As far as the AFL-specific work goes, while the Gamma probability model worked really well, there are computational issues with working out the margins likelihoods – and therefore the win probabilities). This is because the model being based on two curves for each team’s potential score, the equations for those are well-defined, the difference of the two curves, not so much. For each game, I have to run a brute-force run, so for instance to predict the likelihood of a team winning by 30 points, I have to sum the probability of 90-60, 91-61, 92-62, etc.

It works fine once it’s on the front end but it seems to me that I should be able to figure out an actual equation for the difference curve and refer directly to that for the margin probabilities, thereby saving the computer a lot of crank when I update the tables.
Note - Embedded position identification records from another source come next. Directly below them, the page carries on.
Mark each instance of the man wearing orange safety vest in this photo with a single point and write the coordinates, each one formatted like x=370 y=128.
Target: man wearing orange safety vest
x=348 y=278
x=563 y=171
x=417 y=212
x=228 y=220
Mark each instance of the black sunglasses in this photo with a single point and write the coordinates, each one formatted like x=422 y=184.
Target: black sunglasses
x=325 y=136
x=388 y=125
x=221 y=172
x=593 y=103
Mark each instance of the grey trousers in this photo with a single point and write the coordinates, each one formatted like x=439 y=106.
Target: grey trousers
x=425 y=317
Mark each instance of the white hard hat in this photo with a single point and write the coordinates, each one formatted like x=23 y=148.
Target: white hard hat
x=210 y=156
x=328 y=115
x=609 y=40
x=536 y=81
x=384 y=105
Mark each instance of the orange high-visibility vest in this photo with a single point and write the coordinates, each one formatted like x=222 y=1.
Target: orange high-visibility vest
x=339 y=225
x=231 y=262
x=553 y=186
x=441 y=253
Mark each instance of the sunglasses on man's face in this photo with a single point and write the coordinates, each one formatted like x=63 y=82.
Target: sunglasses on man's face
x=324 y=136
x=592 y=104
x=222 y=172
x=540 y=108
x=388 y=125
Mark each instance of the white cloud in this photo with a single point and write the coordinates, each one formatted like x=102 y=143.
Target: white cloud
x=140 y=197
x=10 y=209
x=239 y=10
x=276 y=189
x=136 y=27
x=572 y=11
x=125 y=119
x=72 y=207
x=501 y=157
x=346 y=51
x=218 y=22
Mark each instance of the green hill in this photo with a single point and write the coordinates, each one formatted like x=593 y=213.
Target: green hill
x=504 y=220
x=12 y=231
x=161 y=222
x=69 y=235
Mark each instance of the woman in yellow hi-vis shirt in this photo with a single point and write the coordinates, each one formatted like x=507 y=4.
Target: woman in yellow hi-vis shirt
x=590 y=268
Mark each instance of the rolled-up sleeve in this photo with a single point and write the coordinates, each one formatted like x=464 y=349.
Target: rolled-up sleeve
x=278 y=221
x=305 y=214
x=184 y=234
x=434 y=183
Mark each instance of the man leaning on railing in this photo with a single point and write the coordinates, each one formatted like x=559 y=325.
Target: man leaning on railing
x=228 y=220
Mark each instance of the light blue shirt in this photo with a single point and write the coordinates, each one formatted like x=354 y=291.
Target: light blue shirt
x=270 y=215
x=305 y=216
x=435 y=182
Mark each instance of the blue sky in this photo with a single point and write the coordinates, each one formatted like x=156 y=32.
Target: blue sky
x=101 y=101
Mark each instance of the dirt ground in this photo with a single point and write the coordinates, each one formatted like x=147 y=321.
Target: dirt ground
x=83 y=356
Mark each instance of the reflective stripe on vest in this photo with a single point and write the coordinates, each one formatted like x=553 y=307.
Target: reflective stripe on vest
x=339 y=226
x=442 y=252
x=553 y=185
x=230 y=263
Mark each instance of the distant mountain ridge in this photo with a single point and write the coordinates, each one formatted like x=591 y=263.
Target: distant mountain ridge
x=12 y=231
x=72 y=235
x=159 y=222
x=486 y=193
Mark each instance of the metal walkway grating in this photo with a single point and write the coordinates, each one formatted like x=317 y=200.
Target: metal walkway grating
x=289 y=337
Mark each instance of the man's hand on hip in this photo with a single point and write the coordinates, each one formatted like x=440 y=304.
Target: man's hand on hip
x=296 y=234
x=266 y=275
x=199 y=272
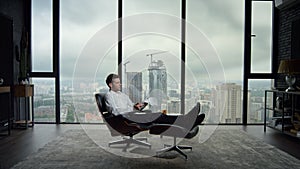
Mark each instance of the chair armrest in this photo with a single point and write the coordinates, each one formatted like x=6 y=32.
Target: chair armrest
x=173 y=130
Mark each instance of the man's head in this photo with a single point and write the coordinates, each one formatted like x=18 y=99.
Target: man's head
x=113 y=82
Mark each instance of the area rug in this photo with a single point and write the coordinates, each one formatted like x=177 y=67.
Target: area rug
x=226 y=148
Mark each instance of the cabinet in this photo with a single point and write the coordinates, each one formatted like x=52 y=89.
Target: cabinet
x=25 y=91
x=5 y=116
x=282 y=111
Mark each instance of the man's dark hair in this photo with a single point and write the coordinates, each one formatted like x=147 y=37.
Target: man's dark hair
x=110 y=77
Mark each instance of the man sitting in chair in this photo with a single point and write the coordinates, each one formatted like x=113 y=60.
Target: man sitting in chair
x=120 y=103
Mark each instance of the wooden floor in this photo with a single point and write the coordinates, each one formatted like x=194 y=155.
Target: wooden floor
x=22 y=143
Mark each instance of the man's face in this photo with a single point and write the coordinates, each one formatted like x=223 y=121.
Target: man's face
x=115 y=85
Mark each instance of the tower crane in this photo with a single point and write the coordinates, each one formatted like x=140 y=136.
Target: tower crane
x=151 y=54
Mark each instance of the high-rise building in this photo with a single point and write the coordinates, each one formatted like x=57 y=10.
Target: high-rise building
x=228 y=102
x=134 y=86
x=158 y=81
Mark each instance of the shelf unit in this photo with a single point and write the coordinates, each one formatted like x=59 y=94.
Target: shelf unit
x=6 y=123
x=286 y=115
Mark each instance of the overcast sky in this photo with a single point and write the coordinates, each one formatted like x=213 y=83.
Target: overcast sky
x=215 y=37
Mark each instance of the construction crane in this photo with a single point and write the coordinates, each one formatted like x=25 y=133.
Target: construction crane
x=151 y=54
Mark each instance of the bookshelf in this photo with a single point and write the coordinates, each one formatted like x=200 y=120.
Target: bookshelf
x=282 y=111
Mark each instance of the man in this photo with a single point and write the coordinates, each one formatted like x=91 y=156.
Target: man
x=119 y=103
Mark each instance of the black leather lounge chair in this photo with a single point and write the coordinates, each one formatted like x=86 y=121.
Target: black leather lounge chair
x=118 y=127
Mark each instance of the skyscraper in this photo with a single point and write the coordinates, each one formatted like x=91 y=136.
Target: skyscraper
x=134 y=86
x=157 y=81
x=228 y=102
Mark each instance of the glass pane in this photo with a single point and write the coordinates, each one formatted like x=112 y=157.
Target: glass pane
x=151 y=52
x=214 y=58
x=261 y=44
x=42 y=56
x=256 y=100
x=88 y=51
x=44 y=99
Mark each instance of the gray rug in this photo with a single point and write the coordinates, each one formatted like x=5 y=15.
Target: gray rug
x=224 y=149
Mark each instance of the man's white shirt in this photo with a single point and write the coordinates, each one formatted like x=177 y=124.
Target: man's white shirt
x=118 y=102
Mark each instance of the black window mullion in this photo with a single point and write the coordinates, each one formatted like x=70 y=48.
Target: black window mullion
x=120 y=30
x=56 y=58
x=183 y=37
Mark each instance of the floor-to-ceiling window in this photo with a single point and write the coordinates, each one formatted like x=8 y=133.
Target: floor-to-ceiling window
x=86 y=55
x=151 y=39
x=215 y=45
x=42 y=60
x=152 y=34
x=261 y=59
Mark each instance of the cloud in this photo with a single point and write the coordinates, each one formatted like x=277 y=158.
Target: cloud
x=221 y=22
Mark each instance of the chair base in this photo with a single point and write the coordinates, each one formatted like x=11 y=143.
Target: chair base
x=131 y=140
x=175 y=147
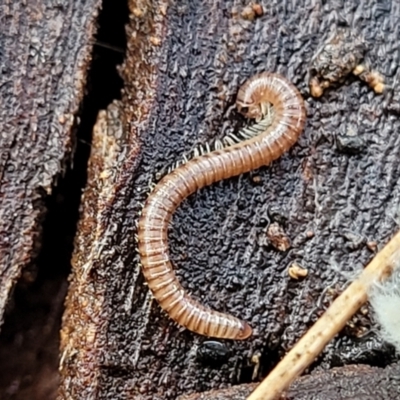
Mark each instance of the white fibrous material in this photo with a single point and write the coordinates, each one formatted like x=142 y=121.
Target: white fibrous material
x=385 y=301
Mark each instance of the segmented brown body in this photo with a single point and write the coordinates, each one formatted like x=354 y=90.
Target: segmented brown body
x=201 y=171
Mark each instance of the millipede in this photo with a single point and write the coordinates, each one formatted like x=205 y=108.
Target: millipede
x=261 y=145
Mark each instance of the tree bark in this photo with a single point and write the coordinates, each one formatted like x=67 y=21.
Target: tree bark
x=335 y=194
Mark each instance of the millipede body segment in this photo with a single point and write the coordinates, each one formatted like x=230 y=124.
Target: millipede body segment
x=253 y=100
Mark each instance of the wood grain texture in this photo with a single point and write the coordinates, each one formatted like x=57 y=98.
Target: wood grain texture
x=45 y=51
x=184 y=66
x=357 y=382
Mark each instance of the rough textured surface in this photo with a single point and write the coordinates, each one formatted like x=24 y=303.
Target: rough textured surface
x=184 y=65
x=356 y=382
x=45 y=52
x=44 y=55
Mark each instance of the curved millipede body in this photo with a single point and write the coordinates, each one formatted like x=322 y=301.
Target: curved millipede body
x=252 y=101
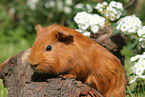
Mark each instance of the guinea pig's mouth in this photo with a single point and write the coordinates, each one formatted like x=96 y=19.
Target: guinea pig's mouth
x=34 y=67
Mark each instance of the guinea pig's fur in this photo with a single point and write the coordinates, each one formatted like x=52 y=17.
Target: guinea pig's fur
x=81 y=58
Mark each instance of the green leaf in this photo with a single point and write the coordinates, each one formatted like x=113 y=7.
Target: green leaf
x=113 y=25
x=132 y=45
x=125 y=51
x=124 y=13
x=92 y=4
x=115 y=31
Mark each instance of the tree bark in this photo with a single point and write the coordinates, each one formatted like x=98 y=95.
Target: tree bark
x=22 y=81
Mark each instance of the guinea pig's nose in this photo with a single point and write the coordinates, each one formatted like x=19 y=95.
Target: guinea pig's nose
x=34 y=67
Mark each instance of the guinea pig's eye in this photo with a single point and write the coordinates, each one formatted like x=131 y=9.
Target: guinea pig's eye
x=48 y=48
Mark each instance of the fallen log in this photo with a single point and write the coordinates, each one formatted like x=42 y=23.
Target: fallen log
x=22 y=81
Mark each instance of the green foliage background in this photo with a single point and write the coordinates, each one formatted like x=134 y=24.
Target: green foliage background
x=17 y=22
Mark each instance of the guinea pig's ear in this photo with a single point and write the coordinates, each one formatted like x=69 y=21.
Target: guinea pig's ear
x=38 y=28
x=67 y=39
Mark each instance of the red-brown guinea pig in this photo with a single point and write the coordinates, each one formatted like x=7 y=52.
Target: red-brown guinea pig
x=58 y=49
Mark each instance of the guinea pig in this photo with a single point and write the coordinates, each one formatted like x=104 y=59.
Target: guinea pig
x=58 y=50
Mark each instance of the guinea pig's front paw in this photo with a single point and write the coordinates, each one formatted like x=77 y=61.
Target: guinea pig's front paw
x=67 y=76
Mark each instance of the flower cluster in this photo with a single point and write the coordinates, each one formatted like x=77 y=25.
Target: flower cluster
x=32 y=4
x=90 y=22
x=139 y=67
x=141 y=34
x=113 y=10
x=129 y=24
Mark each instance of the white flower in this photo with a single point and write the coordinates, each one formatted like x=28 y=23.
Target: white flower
x=105 y=3
x=83 y=26
x=89 y=22
x=98 y=6
x=60 y=5
x=81 y=17
x=79 y=5
x=112 y=3
x=95 y=29
x=79 y=30
x=143 y=44
x=68 y=2
x=129 y=24
x=32 y=4
x=90 y=9
x=134 y=58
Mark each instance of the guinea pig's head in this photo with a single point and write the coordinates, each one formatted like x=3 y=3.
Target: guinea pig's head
x=52 y=50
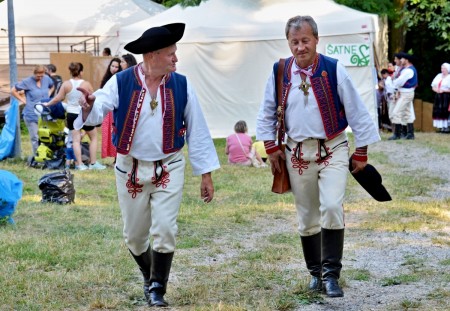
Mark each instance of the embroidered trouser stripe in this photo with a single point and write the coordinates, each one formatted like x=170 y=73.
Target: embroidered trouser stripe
x=319 y=191
x=402 y=109
x=153 y=210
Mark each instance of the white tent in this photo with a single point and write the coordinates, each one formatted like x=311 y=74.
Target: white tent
x=74 y=18
x=229 y=48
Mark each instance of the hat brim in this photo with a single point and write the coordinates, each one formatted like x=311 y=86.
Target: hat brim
x=156 y=38
x=371 y=181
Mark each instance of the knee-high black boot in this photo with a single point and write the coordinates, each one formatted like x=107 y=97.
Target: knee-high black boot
x=144 y=262
x=410 y=133
x=332 y=248
x=312 y=251
x=397 y=132
x=159 y=277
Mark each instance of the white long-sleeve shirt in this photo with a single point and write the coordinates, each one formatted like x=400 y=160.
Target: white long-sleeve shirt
x=148 y=141
x=406 y=74
x=302 y=116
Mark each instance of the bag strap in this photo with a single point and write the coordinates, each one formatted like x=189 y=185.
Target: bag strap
x=280 y=108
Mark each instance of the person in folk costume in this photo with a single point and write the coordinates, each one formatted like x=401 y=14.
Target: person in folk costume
x=319 y=102
x=155 y=109
x=396 y=73
x=441 y=86
x=405 y=82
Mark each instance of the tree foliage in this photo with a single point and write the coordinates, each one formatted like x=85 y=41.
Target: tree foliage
x=381 y=7
x=433 y=15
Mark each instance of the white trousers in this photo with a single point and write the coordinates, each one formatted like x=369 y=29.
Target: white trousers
x=318 y=176
x=149 y=197
x=404 y=109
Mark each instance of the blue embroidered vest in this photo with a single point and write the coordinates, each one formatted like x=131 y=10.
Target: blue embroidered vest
x=324 y=85
x=131 y=99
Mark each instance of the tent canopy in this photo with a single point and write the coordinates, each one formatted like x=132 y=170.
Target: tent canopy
x=229 y=47
x=77 y=18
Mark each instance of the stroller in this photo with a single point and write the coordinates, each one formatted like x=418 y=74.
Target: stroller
x=51 y=151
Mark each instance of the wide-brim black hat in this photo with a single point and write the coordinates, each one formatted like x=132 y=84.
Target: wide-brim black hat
x=156 y=38
x=371 y=181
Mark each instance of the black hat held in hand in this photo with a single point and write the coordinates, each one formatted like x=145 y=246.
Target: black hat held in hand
x=371 y=181
x=156 y=38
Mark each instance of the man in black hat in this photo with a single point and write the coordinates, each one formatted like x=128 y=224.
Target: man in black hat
x=155 y=110
x=405 y=83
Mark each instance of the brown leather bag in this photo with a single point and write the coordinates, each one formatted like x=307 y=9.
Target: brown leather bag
x=281 y=183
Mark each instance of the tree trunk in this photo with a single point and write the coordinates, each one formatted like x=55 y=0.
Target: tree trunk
x=397 y=34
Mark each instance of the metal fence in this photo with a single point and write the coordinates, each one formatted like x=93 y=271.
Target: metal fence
x=37 y=49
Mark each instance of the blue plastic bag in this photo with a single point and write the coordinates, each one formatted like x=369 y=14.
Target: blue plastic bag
x=8 y=134
x=10 y=194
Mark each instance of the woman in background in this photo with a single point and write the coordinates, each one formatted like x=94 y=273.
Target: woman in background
x=36 y=87
x=70 y=93
x=239 y=147
x=441 y=85
x=108 y=149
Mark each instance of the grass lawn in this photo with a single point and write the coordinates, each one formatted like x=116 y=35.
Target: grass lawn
x=240 y=252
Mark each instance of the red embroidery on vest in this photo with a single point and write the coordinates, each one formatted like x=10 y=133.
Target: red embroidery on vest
x=169 y=122
x=134 y=189
x=324 y=96
x=163 y=179
x=131 y=118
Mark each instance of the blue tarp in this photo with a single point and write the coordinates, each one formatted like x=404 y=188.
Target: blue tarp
x=10 y=194
x=8 y=134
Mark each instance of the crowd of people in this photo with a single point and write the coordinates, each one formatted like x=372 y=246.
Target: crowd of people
x=146 y=141
x=46 y=87
x=396 y=96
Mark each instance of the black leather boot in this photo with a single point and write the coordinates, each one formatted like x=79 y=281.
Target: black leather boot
x=159 y=277
x=312 y=251
x=397 y=132
x=410 y=134
x=404 y=131
x=332 y=247
x=144 y=262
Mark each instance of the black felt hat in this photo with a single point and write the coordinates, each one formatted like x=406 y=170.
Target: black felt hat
x=156 y=38
x=371 y=181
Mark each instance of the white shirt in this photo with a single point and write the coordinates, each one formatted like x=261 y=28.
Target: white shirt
x=147 y=141
x=406 y=74
x=445 y=84
x=303 y=119
x=73 y=106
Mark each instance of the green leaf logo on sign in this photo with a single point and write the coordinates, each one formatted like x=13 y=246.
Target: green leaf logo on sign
x=350 y=54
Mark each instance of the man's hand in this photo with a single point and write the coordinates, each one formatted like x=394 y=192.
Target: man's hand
x=207 y=188
x=274 y=162
x=86 y=102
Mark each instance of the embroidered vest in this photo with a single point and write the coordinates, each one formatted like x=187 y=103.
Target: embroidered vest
x=324 y=85
x=131 y=99
x=414 y=81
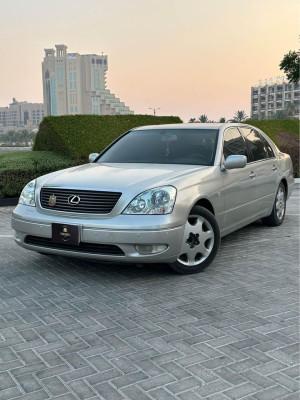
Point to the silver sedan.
(164, 193)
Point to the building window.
(53, 91)
(96, 79)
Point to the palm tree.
(239, 116)
(203, 118)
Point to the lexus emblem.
(74, 200)
(65, 234)
(52, 200)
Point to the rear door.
(238, 194)
(263, 169)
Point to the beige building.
(76, 84)
(21, 114)
(272, 95)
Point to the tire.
(200, 244)
(277, 215)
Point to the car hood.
(118, 176)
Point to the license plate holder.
(65, 234)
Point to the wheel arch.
(284, 181)
(205, 203)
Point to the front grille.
(91, 201)
(83, 247)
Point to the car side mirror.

So basically, getting out my old calculus and statistics texts and trying to relearn everything I didn’t pay sufficient attention to. (Or just getting Wolfram Alpha to do it, although I still have to figure out the principles first).

Along with all of that, showing the actual probability curves on the site is on the list of things to do – a lot of concepts have been completed as to how these will actually look, however I am not satisfied with how they look just yet, particularly as the risk of misinterpretation is real. The current match tables are basically a soup of numbers and I will do my usual overhaul of the website to try and make them more comprehensible.

Also, I don’t have any historical tables up here apart from the archives of the previous seasons’ sites, so this is also on the agenda. I do think it would be good to make that data available and have historical graphs and records so you can compare clubs across seasons. We’ll see how that goes. I am thinking that I will probably use 1987 as the starting point for the public tables as this was when West Coast and Brisbane Bears entered the competition.

Meanwhile, there are also the summer sports to look at. I am in the second year of basic Elo tracking of the A-League and intend to do so for the W-League. I am cutting it fine as the season starts this week in the NBL, which might actually be a good place to start developing that hybrid system, although for now I am just going to stick with Elo tracking for that as well. Obviously the W-League and WNBL as well.

As far as the cricket goes, specifically the Big Bash League, this is something that could happen. I have a month or so to put something in place, which will have to include an analysis of previous results and all that, so it’s maybe a 50/50 chance at this point.

As this will necessarily involve further modularising of the code, so if that is in place, in the new year I can look at certain other competitions that have up to this point escaped notice. News on those further developments to come.